時が経つほどに品のよさが沁みてくる 『Listen Without Prejudice Vol.1』 GEORGE MICHAEL
私の洋楽原体験と言っても過言ではないWHAM! を経てソロとなったジョージ・マイケルは、1stソロアルバム『Faith』を大ヒットさせました。
おそらくは音楽的ルーツであろうモータウンやソウルを推し進めつつも洒落ポップを極めた曲の数々は軒並みチャート上位にランクインし、世界中が期待する中で1990年にリリースされたのが『Listen Without Prejudice Vol.1』です。
アルバムジャケットを見た瞬間から「ちょっと様子が違うな」と感じさせられますが全くその通りで、WHAM!での超絶キャッチーなポップソング(←決してそれだけではないんですが)を聴いてきた身からすれば、相当に落ち着いた大人の音楽が並んでおり、「思えば遠くに来たもんだ」と言わずにはいられない内容になっていました。ごもっともなアルバムタイトルをつけたもんです。
ただ、期待していたものよりは地味な音楽ではありましたが、レンタルしてカセット(たぶん、マクセルのUD IIだったと思います)に録音した当時からどの曲も気に入って、のちにCDを買い、今もよく聴くアルバムなのです。

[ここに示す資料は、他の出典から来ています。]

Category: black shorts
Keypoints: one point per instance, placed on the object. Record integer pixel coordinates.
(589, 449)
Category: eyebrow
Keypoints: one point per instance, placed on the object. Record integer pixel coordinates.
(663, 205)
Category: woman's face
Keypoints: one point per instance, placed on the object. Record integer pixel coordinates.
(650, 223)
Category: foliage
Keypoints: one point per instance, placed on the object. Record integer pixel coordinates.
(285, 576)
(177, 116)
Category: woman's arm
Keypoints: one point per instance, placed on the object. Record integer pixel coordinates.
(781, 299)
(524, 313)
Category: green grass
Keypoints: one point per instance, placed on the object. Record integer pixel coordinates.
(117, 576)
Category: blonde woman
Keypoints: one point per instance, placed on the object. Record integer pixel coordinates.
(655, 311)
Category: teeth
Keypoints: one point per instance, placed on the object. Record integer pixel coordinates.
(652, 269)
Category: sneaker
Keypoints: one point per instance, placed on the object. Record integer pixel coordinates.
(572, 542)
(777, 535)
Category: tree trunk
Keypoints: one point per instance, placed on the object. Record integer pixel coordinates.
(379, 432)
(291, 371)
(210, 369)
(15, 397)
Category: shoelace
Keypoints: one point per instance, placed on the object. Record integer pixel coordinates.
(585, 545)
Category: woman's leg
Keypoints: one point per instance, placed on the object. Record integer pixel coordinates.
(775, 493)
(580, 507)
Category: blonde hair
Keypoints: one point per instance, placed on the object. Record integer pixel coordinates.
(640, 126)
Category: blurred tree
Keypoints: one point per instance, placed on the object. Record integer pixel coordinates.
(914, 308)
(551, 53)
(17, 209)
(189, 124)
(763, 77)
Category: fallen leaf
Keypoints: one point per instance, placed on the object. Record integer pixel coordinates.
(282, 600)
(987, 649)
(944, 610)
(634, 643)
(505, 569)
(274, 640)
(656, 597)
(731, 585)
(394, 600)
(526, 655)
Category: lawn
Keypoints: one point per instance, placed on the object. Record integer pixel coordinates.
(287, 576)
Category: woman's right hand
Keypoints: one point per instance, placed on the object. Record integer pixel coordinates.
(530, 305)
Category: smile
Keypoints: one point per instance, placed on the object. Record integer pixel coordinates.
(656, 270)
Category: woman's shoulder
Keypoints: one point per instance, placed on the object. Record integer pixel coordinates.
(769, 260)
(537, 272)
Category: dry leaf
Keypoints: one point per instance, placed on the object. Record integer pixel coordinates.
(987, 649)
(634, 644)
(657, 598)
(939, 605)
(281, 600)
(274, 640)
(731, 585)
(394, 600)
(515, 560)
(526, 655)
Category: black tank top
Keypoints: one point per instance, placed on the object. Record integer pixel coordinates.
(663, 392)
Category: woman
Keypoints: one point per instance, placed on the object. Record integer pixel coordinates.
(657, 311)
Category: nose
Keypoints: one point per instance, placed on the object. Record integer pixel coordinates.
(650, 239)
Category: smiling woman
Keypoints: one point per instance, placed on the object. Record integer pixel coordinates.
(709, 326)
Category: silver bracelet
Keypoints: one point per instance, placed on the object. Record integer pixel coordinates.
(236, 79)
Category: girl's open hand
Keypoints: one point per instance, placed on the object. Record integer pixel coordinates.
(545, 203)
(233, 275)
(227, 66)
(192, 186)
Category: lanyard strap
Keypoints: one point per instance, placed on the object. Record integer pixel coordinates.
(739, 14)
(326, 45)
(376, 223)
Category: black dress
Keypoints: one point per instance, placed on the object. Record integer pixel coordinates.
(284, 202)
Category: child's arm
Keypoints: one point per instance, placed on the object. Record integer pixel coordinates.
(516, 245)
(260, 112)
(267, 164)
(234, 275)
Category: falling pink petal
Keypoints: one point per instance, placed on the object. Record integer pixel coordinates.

前作が「Faith」から始まったことを考えると、⑴ Praying For Time は「これが1曲目⁉︎」と驚きましたが、今となってはこの曲以外にないと思います。しっとり始まるこのオープニングこそがふさわしい。
⑵ Freedom 90 は「I Don’t Want Your Freedom ♪」とCMですら流れていた大ヒット曲を思い起こさせる、ほぼ反則な曲名で期待しかありませんでしたが、まさかこんな風になるとは…。最近ではLordeの「Solar Power」が似ていると話題にもなりましたが、6:31があっという間に過ぎるゴキゲンな曲なのです。しかしながら歌詞は彼のこの頃の決意表明のような感じでグッときます。
そしてスティーヴィー・ワンダーのカバーとなる ⑶ They Won't Go When I Go が続きます。もともと歌の上手い人だと思っていましたが、そのことを再認識させられる曲です。アレンジもヴォーカルにフォーカスされており、上手さが際立つ仕上げになっています。

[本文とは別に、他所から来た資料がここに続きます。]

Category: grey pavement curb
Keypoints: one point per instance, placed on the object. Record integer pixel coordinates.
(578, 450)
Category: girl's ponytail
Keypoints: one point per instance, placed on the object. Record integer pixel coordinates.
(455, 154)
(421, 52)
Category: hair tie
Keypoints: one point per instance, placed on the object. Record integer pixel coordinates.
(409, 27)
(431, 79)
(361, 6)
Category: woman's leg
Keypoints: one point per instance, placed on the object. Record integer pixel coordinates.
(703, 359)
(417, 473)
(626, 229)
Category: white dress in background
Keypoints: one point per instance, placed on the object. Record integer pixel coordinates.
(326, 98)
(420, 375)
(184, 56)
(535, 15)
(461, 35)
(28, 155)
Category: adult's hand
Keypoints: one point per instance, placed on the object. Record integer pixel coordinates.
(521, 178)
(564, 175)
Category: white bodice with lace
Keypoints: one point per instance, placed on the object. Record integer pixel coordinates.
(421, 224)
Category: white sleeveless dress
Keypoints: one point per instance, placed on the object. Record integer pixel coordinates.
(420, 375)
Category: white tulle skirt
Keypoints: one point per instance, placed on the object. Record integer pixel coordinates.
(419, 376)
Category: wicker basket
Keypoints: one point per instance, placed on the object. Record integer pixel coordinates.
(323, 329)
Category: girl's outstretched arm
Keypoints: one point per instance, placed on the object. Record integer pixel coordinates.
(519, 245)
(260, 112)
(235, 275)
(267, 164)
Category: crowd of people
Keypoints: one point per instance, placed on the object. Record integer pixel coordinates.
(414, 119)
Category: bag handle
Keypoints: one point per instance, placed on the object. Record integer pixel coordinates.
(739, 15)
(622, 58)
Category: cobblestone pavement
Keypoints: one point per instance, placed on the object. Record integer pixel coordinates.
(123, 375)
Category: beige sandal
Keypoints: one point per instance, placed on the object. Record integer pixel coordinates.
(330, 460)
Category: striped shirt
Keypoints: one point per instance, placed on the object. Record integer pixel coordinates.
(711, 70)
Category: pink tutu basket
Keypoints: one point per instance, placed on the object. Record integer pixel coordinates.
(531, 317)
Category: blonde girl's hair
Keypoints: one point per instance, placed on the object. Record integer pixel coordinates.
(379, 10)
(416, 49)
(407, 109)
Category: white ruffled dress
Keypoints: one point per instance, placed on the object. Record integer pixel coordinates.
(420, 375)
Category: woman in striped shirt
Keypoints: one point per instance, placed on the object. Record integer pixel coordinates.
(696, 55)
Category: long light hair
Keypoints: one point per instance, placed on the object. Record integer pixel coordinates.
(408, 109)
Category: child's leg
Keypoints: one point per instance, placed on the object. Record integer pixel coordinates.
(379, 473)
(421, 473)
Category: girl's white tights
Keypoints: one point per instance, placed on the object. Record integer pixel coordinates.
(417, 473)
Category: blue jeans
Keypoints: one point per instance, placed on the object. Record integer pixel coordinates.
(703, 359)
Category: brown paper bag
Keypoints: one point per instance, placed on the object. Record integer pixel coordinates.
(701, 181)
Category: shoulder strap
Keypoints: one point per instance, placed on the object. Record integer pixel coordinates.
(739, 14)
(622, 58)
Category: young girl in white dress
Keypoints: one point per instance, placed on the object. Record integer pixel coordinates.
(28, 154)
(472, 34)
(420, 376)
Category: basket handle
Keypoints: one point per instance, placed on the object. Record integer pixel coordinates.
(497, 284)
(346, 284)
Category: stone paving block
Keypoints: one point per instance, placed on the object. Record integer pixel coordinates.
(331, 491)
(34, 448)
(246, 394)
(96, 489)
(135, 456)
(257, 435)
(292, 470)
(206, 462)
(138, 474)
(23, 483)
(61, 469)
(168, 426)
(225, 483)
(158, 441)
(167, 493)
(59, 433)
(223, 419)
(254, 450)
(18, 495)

続く⑷ Something To Save も大人感とポップさの塩梅が素晴らしい、最高のメロディ・ラインを持った曲になっています。3分ちょっとで終わるのがまたお洒落。
⑸ Cowboys And Angels はのちのアルバムで色濃くなる雰囲気を持った7分を超える曲で、当時ヘヴィメタル/ハードロックを中心に聴いていた私が初めて気に入ったジャジーな曲となりました。
⑹ Waiting For That Day ではクレジットにミック・ジャガーとキース・リチャーズの名前があり、曲中で「You Can't Always Get What You Want ♪」が繰り返されます。ストーンズのファンがどう感じるのかはわかりませんが、私にとっては素晴らしいセンス。

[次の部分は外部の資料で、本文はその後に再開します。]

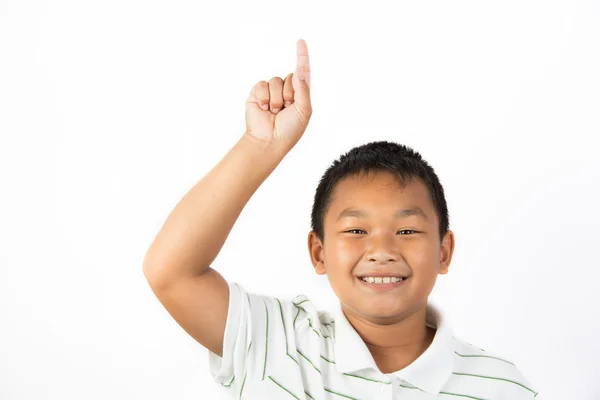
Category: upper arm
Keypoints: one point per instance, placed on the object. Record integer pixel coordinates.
(198, 304)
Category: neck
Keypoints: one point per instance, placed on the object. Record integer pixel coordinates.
(393, 343)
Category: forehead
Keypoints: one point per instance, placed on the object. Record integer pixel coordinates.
(379, 191)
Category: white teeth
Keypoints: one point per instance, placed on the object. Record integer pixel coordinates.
(379, 279)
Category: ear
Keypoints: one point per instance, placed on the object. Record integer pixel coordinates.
(446, 251)
(316, 251)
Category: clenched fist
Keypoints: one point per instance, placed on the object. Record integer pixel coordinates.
(278, 112)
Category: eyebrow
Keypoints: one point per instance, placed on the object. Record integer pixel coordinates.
(401, 213)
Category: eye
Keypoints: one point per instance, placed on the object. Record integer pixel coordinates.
(355, 230)
(360, 230)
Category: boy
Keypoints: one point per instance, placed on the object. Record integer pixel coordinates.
(379, 232)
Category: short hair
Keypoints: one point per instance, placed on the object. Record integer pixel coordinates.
(402, 161)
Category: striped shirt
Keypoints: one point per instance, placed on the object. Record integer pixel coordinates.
(277, 349)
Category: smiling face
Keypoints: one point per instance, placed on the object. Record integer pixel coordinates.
(376, 227)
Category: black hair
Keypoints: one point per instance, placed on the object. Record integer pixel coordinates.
(402, 161)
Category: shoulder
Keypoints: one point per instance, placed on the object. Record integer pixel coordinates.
(488, 367)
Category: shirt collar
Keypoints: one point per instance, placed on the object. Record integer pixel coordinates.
(429, 372)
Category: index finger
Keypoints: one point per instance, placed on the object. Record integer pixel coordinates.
(302, 55)
(302, 60)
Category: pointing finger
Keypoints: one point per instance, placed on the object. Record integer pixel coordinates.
(303, 61)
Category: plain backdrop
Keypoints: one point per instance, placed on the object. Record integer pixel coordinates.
(111, 111)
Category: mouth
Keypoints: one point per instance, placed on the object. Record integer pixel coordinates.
(382, 283)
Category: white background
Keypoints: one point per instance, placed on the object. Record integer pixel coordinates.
(111, 111)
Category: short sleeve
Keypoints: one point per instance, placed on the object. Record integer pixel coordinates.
(253, 340)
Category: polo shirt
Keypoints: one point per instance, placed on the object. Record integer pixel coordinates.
(287, 349)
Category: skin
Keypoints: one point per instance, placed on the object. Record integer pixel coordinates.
(391, 323)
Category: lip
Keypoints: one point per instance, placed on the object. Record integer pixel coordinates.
(382, 287)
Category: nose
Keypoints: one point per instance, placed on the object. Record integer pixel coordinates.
(382, 248)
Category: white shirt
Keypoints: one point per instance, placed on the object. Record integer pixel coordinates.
(277, 349)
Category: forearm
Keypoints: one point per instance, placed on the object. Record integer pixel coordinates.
(196, 229)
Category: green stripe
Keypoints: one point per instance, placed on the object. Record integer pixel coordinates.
(230, 382)
(303, 301)
(298, 313)
(447, 393)
(281, 386)
(329, 361)
(310, 321)
(462, 395)
(285, 333)
(266, 339)
(306, 358)
(339, 394)
(492, 377)
(484, 356)
(243, 383)
(366, 379)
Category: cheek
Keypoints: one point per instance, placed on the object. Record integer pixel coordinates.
(346, 254)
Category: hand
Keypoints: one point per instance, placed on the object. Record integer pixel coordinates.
(278, 112)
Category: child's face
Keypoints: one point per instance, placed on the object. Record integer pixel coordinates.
(378, 242)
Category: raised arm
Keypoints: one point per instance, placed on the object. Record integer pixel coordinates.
(177, 264)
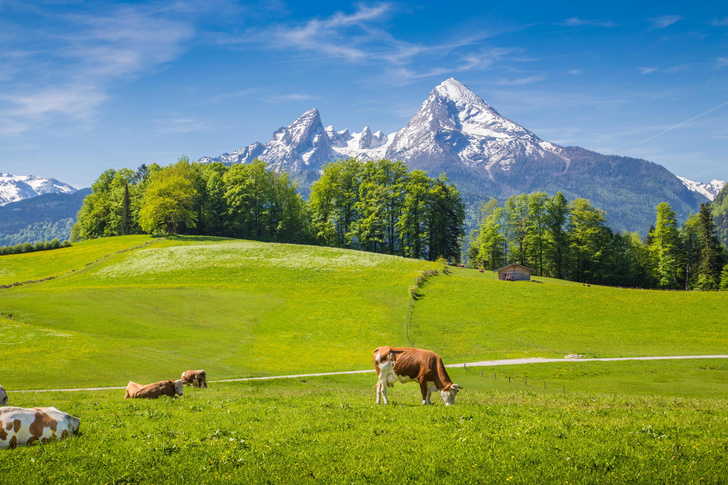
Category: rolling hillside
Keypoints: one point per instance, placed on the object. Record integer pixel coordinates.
(154, 307)
(144, 309)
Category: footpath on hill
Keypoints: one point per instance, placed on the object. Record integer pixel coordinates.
(484, 363)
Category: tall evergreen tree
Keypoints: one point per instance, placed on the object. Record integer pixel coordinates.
(556, 220)
(712, 255)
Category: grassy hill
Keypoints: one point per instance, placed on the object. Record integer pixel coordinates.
(144, 309)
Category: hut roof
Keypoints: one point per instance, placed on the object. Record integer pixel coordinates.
(516, 265)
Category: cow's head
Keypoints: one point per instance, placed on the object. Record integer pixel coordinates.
(73, 424)
(179, 385)
(448, 394)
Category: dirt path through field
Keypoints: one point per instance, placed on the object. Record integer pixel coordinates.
(485, 363)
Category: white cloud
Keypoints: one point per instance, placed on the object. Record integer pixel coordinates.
(65, 71)
(664, 21)
(577, 22)
(520, 81)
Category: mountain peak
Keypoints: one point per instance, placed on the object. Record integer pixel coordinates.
(457, 92)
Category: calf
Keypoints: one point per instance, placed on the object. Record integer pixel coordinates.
(401, 364)
(21, 426)
(153, 391)
(196, 378)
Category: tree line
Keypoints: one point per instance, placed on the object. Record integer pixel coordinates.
(376, 206)
(571, 240)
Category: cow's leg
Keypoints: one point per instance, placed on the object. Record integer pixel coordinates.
(382, 390)
(425, 390)
(383, 387)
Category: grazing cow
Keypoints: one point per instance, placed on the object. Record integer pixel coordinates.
(153, 391)
(21, 426)
(196, 378)
(401, 364)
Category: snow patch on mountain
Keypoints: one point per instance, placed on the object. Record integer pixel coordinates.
(709, 190)
(19, 187)
(306, 144)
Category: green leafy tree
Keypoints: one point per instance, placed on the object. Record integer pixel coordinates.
(588, 236)
(712, 256)
(665, 247)
(169, 204)
(94, 218)
(490, 241)
(518, 227)
(537, 228)
(447, 218)
(556, 220)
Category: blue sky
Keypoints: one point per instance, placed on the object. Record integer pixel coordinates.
(88, 86)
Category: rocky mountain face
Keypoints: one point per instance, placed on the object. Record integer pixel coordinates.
(14, 188)
(709, 190)
(487, 155)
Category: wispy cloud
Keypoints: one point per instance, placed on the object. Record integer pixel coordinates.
(682, 124)
(577, 22)
(285, 98)
(361, 38)
(66, 71)
(664, 21)
(521, 81)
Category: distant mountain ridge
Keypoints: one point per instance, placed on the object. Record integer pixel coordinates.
(709, 190)
(487, 155)
(14, 188)
(42, 218)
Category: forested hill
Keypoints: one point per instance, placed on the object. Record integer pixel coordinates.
(719, 206)
(42, 218)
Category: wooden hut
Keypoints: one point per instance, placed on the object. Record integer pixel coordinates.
(515, 272)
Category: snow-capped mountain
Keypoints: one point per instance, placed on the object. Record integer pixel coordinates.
(709, 190)
(18, 187)
(306, 145)
(457, 133)
(454, 126)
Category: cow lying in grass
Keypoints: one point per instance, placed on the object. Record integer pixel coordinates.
(402, 364)
(153, 391)
(196, 378)
(21, 426)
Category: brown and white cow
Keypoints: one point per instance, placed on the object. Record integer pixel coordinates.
(155, 390)
(196, 378)
(403, 364)
(22, 426)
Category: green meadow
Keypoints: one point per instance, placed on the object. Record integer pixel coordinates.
(145, 309)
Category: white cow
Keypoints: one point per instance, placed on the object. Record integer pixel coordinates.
(24, 426)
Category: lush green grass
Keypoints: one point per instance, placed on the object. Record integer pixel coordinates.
(239, 308)
(467, 313)
(327, 430)
(18, 268)
(234, 308)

⑺ Mothers Pride は前作からの「One More Try」を考えれば最もわかりやすい曲かもしれません。「A Different Corner」などにも通じる、美しいバラードだと思います。
⑻ Heal The Pain は抑えの効いた美しいコーラスが聴ける曲で、次作『Older』がアントニオ・カルロス・ジョビンに捧げられていることに通じるかのような音です。恥ずかしながらつい最近まで知りませんでしたが、ポール・マッカートニーとデュエットしたヴァージョンも発表されています。
「こういうのも書けて歌えるんだ」と思わされる ⑼ Soul Free をダンサンブルに聴いた後、神々しい ⑽ Waiting (Reprise) でアルバムは終わります。
思わずくどくどと全曲について書いてしまいましたが、派手な曲はないものの、どの曲もスキップせずに聴けるアルバムであることを再確認してしまいました。
多くの人にとっては「Last Christmas」(私も毎年聴きます)で知られるジョージ・マイケルかもしれませんが、ぜひこちらも聴いてみてほしいです。
ジョージ・マイケルは本作の後くらいから音楽以外のことで世間を騒がせてしまうことが多くなりますし、公然わいせつで逮捕されている人の音楽を表現するのに適切かどうかはわかりませんが、私にとって本作は年を追うにつれ、その品の良さを隅々まで感じるようになった飽きることのない傑作です。
本作以降の作風は(私にとっては)いささか行き過ぎで、この『Listen Without Prejudice Vol.1』が絶妙だったのか、WHAM!から通してみても最も聴いたアルバムになっています。Vol.2が世に出てくれるとよかったのですが…。
アレサ・フランクリンやエルトン・ジョンと共に歌い、フレディ・マーキュリーのトリビュートでは「Somebady To Love」を歌うという、その歌唱力を証明するのにこれ以上のものはないといった感じでありながらも、曲が書けて音も作れてプロデュースもしていたジョージ・マイケル。その人生は色々と難しいこともあったのだろうと思いますが、53歳の若さで亡くなってしまったのは本当に残念です。